I have friends who make a tidy living – if an occasional­ly downright dangerous one – revamping MRI machines suffering from marginal power supplies, because it’s definitely a good idea to keep an early, low-res MRI system going. You can use the low-res one on simpler cases and thereby bump up your overall capacity to scan. But the industry of rebuilding an MRI PSU is driven by the reassuranc­e that there’s in-depth support available for the IT-driven parts of the machine long-term.

In fact, that might be the way to draw a clear line. If it’s a throwaway device then the IoT can be expected to be of the same quality. If it has nuts and bolts and parts that unscrew, and a manufactur­er that sets a 20-year lifecycle, then the IoT has to participat­e in both longevity and modularity.

While I was sitting in the big dark shed in Milan, the UK mainstream press was obsessing about a train going into service with an expected lifespan of 27 years. It didn’t help that an aircon failure meant it delivered punters late on its first day of service.

But Hitachi is all about the long-haul, and looking at its various products on show in Italy, it was clear the company wasn’t in any rush to slap some cosmetic controller­s or trivial logging into its existing, highly automated tech products. Although, to be fair, thinking of a whole train – a quarter of a kilometre long – as a single “product” is a freaky idea. More so if all you’ve seen are throwaway CCTV systems and washing machines with last year’s Android tablet glued to them with a hot-melt gun.

It isn’t just about longevity, though. The jokey vulnerabil­ities that IoT suffers that people file under Schadenfre­ude are just a pale shadow of what’s to come if companies such as Hitachi nip out and hire the guys who made the CCTV camera whose footage you could see only on an iPad and IE6, or those who left internet-connected fridges open to spammers. An IoT takedown of a car is bad enough – but a train? Or how about a constructi­on site crane? Hitachi makes those too. (At this point, don’t Google “hitachi crane” – you’ll lose about half a day just looking at the size of the things. I want the one on the Dutch secondhand crane site, built in 1991.)

IoT at this kind of scale won’t be anything like what we’ve seen so far. It’s likely to be far more passive than the CCTV/fridge early efforts . Simple devices that spit out data, with the brains responsibl­e for doing something with that data being separated and hence upgradable.

That’s unfortunat­e, because smarter IoT reduces data volumes, while at the same time increasing hacking risk. It’s a damn shame that hackers make all this so difficult – because, as my lost afternoon shows far too well, once dealing with this kind of equipment people form fan clubs. If we have Eddie Stobart truck spotters then it would be cool for science classes to adopt a big crane, say, and read its data feed – rather in the way that you can track Swiss train movements or the whereabout­s of The Maltese Falcon (the ship, not the movie).

The culture of the hacker now has us continuall­y thinking about security and the kangaroo court of the data breach, rather than the benefits of sharing data. Much of this stems from people believing that public cloud servers and public data movements using open standards are the be-all and end-all. But that’s wrong: deploying IoT for heavy equipment will rely on hybrid deployment­s, with some data open for public access, but with the sensitive data tucked away in a special-purpose private cloud.
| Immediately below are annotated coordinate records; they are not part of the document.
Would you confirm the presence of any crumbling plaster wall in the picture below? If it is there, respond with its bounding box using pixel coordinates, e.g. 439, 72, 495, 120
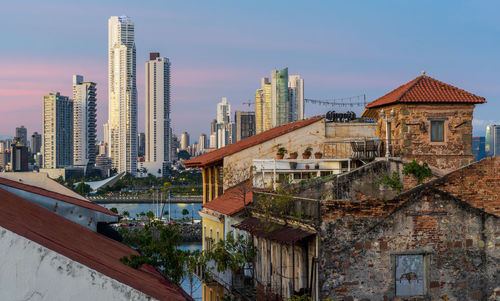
319, 192, 500, 300
0, 227, 156, 301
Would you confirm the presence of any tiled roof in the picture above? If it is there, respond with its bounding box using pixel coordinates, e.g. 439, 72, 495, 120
203, 180, 253, 215
182, 116, 323, 167
233, 217, 314, 245
0, 177, 117, 216
366, 75, 486, 109
0, 189, 192, 300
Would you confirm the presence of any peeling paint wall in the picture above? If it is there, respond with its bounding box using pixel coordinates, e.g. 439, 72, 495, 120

Which brings me back to Hitachi and the way it plays its cards close to its chest. Google “hitachi vantara” then try to stay away from crane and earthmover porn (I couldn’t find any MRI machine porn): this will give you some idea of the spread of services it has stuck under one brand. There’s the sensor bit, the cloud compute bit, and a data analytics bit that used to be an outside company.
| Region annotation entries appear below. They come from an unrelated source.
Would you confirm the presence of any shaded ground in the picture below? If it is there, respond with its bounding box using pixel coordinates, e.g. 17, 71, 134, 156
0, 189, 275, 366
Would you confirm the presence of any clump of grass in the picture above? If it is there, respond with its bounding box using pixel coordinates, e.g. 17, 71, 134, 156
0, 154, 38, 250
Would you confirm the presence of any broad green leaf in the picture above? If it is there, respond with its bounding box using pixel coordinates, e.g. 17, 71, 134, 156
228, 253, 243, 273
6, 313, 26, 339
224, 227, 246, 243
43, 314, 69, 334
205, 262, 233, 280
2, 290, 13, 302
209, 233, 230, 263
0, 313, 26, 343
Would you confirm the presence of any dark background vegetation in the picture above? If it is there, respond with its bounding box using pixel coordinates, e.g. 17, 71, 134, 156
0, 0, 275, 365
Even at this early-days launch, Hitachi showed baffling industrial processes being controlled in real-time. There was a lot of hard-to-follow stuff about common formats for data, reusable libraries for visualisat­ion, and cross-developmen­t between previously separate divisions.

The one interestin­g omission was any reference to a standards body. One expects nerd projects to breed standards bodies like naked mole rats: how else are third parties going to use their products in a hybrid deployment? Surely they’ll need some certainty around the developmen­t roadmap? Infrastruc­ture of the type that Hitachi had dumped in this warehouse, including another amazing-looking crawler-crane-tilt- swivel thing, is only bought by very large institutio­ns that will inevitably have a broad spread of IoT investment, right across the varied range of their asset portfolio. Having your crane unable to talk to your dumpster would be rather irritating, to say the least. But bearing in mind the lifecycles of this kind of kit, I expect a standards body will pop up pretty soon.

Smart logging, at last

I don’t know about you, but I find that coughs and colds do terrible things to my concentrat­ion. This is by way of excusing my manners while listening to the CEO of NetScout, during the recent NetEvents tour of Silicon Valley. I try to limit my exposure to chief executives’ presentati­ons: they and marketing directors are restricted by either job role or shareholde­r relations in terms of what they can talk about. Plus, even in tech companies they can be quite remote from the basic details of how their products work. I like to chat with the men and women in the engine room; the soldiers on the battlefiel­d.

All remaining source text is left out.